We feel it would be interesting to the research community to discuss some of the unique aspects of the system we built and some qualitative observations we had while testing the system.

The first is our label and training set and how it compares to that used in the ImageNet Large Scale Visual Recognition competition. Since we were working on search across photos, we needed an appropriate label set. We came up with a set of about 2000 visual classes based on the most popular labels on Google+ Photos and which also seemed to have a visual component, that a human could recognize visually. In contrast, the ImageNet competition has 1000 classes. As in ImageNet, the classes were not text strings, but are entities, in our case we use Freebase entities which form the basis of the Knowledge Graph used in Google search. An entity is a way to uniquely identify something in a language-independent way. In English when we encounter the word “jaguar”, it is hard to determine if it represents the animal or the car manufacturer. Entities assign a unique ID to each, removing that ambiguity, in this case “/m/0449p” for the former and “/m/012×34” for the latter. In order to train better classifiers we used more training images per class than ImageNet, 5000 versus 1000. Since we wanted to provide only high precision labels, we also refined the classes from our initial set of 2000 to the most precise 1100 classes for our launch.
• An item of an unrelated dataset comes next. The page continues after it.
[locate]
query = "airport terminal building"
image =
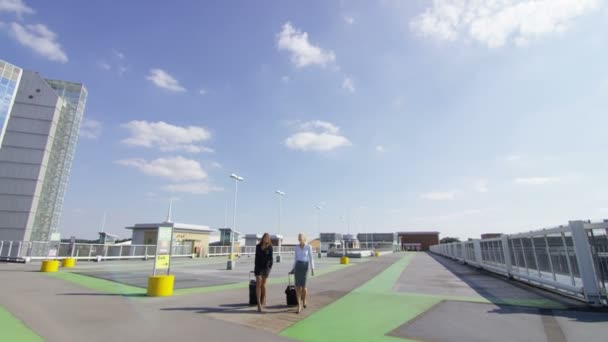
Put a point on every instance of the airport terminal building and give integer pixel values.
(39, 126)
During our development process we had many more qualitative observations we felt are worth mentioning:

1) Generalization performance. Even though there was a significant difference in visual appearance between the training and test sets, the network appeared to generalize quite well. To train the system, we used images mined from the web which did not match the typical appearance of personal photos. Images on the web are often used to illustrate a single concept and are carefully composed, so an image of a flower might only be a close up of a single flower. But personal photos are unstaged and impromptu, a photo of a flower might contain many other things in it and may not be very carefully composed. So our training set image distribution was not necessarily a good match for the distribution of images we wanted to run the system on, as the examples below illustrate. However, we found that our system trained on web images was able to generalize and perform well on photos.

A typical photo of a flower found on the web.

A typical photo of a flower found in an impromptu photo.

2) Handling of classes with multi-modal appearance. The network seemed to be able to handle classes with multimodal appearance quite well, for example the “car” class contains both exterior and interior views of the car. This was surprising because the final layer is effectively a linear classifier which creates a single dividing plane in a high dimensional space. Since it is a single plane, this type of classifier is often not very good at representing multiple very different concepts.

3) Handling abstract and generic visual concepts. The system was able to do reasonably well on classes that one would think are somewhat abstract and generic. These include “dance”, “kiss”, and “meal”, to name a few. This was interesting because for each of these classes it did not seem that there would be any simple visual clues in the image that would make it easy to recognize this class. It would be difficult to describe them in terms of simple basic visual features like color, texture, and shape.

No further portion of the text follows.